Open phamquyhai opened 10 months ago
Hey - this is currently not supported in Fast TFLite. Shouldn't be too tricky to add though
Do you plan to add this or do you have a quick tip to self-implement it? I'm not that familiar with C++ and didn't find where the input tensors are fed into the interpreter/where the tensors are allocated. Thanks already so much!
The link from the docs should be a hint on how to get started, I personally don't have any plans to implement this right now unless someone pays me to :)
I managed to fixed this using this patch:
diff --git a/node_modules/react-native-fast-tflite/cpp/TensorflowPlugin.cpp b/node_modules/react-native-fast-tflite/cpp/TensorflowPlugin.cpp
index fbdc44f..81372c7 100644
--- a/node_modules/react-native-fast-tflite/cpp/TensorflowPlugin.cpp
+++ b/node_modules/react-native-fast-tflite/cpp/TensorflowPlugin.cpp
@@ -170,13 +171,6 @@ TensorflowPlugin::TensorflowPlugin(TfLiteInterpreter* interpreter, Buffer model,
std::shared_ptr<react::CallInvoker> callInvoker)
: _interpreter(interpreter), _delegate(delegate), _model(model), _callInvoker(callInvoker) {
// Allocate memory for the model's input/output `TFLTensor`s.
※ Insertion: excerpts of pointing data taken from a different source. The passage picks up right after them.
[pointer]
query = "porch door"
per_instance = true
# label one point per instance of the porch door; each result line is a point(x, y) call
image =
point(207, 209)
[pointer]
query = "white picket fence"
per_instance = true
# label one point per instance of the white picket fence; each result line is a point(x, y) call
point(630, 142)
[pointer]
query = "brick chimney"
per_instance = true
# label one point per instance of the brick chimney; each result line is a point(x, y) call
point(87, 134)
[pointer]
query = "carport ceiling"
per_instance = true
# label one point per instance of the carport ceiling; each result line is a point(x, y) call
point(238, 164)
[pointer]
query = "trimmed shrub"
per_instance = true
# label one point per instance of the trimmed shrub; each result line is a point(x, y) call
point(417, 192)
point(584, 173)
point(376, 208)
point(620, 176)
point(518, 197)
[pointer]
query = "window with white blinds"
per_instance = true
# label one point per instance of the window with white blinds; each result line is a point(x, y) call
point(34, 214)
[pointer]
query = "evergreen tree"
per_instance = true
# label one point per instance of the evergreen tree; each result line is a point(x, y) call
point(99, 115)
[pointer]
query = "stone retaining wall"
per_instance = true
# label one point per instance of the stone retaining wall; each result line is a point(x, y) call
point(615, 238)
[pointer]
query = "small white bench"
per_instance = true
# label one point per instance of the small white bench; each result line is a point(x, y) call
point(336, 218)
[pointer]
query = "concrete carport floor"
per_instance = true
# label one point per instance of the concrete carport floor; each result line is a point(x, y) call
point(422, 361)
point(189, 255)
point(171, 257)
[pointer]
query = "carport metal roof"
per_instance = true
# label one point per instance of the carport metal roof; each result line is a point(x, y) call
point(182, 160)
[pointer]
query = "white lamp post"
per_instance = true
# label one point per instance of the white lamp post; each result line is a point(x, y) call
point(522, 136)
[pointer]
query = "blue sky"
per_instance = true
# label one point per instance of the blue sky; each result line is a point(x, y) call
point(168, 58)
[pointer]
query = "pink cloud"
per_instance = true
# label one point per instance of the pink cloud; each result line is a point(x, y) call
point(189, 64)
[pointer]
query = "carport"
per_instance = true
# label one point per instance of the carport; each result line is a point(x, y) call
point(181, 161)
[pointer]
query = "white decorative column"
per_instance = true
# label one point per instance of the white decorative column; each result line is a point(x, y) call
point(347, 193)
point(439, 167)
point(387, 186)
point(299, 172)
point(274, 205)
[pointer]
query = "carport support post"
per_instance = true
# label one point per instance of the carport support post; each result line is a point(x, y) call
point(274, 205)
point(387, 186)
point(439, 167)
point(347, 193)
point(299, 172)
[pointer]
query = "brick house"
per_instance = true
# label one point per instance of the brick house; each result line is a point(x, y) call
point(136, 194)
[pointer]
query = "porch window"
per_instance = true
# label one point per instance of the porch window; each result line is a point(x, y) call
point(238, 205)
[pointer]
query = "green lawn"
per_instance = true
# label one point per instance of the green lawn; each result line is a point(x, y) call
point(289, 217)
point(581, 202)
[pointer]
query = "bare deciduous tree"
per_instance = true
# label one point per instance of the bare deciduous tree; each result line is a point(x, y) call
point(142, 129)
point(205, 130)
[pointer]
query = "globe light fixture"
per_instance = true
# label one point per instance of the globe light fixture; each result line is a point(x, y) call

- TfLiteStatus status = TfLiteInterpreterAllocateTensors(_interpreter);
- if (status != kTfLiteOk) {
- [[unlikely]];
- throw std::runtime_error("Failed to allocate memory for input/output tensors! Status: " +
- tfLiteStatusToString(status));
- }
-
log("Successfully created Tensorflow Plugin!");
}
@@ -213,9 +207,17 @@ void TensorflowPlugin::copyInputBuffers(jsi::Runtime& runtime, jsi::Object input
}
for (size_t i = 0; i < count; i++) {
- TfLiteTensor* tensor = TfLiteInterpreterGetInputTensor(_interpreter, i);
auto value = array.getValueAtIndex(runtime, i);
auto inputBuffer = getTypedArray(runtime, value.asObject(runtime));
+ int inputDimensions[] = {static_cast<int>(inputBuffer.length(runtime))};
+ TfLiteInterpreterResizeInputTensor(_interpreter, i, inputDimensions, 1);
+ TfLiteStatus status = TfLiteInterpreterAllocateTensors(_interpreter);
+ if (status != kTfLiteOk) {
+ [[unlikely]];
+ throw std::runtime_error("Failed to allocate memory for input/output tensors! Status: " +
+ tfLiteStatusToString(status));
+ }
+ TfLiteTensor* tensor = TfLiteInterpreterGetInputTensor(_interpreter, i);
TensorHelpers::updateTensorFromJSBuffer(runtime, tensor, inputBuffer);
}
}
@@ -230,6 +232,7 @@ jsi::Value TensorflowPlugin::copyOutputBuffers(jsi::Runtime& runtime) {
TensorHelpers::updateJSBufferFromTensor(runtime, *outputBuffer, outputTensor);
result.setValueAtIndex(runtime, i, *outputBuffer);
}
+
return result;
}
However, this solution has some drawbacks: Only one-dimensional input data for each input tensor is supported, as I wasn't able to determine the dimensions of the inputBuffer.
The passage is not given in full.